# A couple Art Deco Pens



## Schroedc (Jan 30, 2014)

Earlier today I saw the beautiful pen done by @manbuckwal and I remembered I had a couple of those kits on the shelf gathering dust. I hadn't done them originally because I thought they might be a bit gaudy but after seeing his pen I changed my mind and knocked these two out.
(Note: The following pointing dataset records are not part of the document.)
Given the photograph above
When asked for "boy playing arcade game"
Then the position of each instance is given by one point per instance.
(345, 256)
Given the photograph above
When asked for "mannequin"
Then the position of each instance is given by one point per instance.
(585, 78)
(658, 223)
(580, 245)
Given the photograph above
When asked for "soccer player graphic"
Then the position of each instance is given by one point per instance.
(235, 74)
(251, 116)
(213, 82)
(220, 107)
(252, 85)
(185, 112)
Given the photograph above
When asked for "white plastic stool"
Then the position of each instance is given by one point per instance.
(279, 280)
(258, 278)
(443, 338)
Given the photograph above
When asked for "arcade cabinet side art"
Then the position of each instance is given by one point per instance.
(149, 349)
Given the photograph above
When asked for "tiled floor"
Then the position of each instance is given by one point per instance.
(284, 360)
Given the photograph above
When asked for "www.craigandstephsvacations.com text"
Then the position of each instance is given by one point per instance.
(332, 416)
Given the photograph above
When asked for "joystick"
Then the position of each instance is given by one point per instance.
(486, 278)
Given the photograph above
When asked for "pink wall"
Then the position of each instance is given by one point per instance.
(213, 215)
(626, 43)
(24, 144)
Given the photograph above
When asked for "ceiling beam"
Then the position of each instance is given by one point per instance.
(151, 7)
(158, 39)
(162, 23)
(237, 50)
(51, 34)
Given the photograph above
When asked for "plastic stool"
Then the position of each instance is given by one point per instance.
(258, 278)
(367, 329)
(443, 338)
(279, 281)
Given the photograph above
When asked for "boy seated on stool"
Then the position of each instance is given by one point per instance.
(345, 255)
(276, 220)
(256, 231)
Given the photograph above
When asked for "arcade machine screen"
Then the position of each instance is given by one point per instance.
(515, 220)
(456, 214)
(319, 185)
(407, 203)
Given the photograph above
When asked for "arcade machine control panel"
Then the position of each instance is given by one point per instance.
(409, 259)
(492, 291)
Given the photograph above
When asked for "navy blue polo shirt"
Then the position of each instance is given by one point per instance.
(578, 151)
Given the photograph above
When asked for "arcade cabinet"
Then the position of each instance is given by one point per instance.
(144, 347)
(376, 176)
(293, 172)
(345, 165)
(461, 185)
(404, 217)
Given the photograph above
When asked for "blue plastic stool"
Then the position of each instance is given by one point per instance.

One is a piece of Maple with some funky pins through the grain sliced on a 45 degree angle, Not really sure what to call it but it's some rock hard stuff to turn and the other is a piece of Mesquite Burl from here on WB. Finished with a few coats CA, Sanded to 1500 and polished and waxed.

C and C always welcome.

Reactions: Like 5


----------



## Kevin (Jan 30, 2014)

Bling isn't my thing, but those are actually very attractive! Very nice.

Reactions: Thank You! 1


----------



## manbuckwal (Jan 30, 2014)

WOW ! Those are sweet . I'm surprised at how awesome that lighter maple looks on that kit ! Your pics are waaaaay better too

Reactions: Thank You! 1


----------



## Schroedc (Jan 30, 2014)

manbuckwal said:


> WOW ! Those are sweet . I'm surprised at how awesome that lighter maple looks on that kit ! Your pics are waaaaay better too



it's only taken me four years to get the photography part figured out


----------



## rdabpenman (Jan 30, 2014)

Too much bling for me , but you did a nice job on the timbers.
Well done.

Les

Reactions: Thank You! 1


----------



## ironman123 (Jan 30, 2014)

Maple is maple but mesquite burl is cool. Nice work.

Ray

Reactions: Thank You! 1


----------



## Schroedc (Jan 31, 2014)

ironman123 said:


> Maple is maple but mesquite burl is cool. Nice work.
> 
> Ray



Yeah, Maple is Maple but this stuff really pops in person Not sure what the deal is with the pins or streaks through it.


----------



## barry richardson (Jan 31, 2014)

Wow that was fast! That maple is a nice look for that pen, and of course who doesn't like mesquite burl...


----------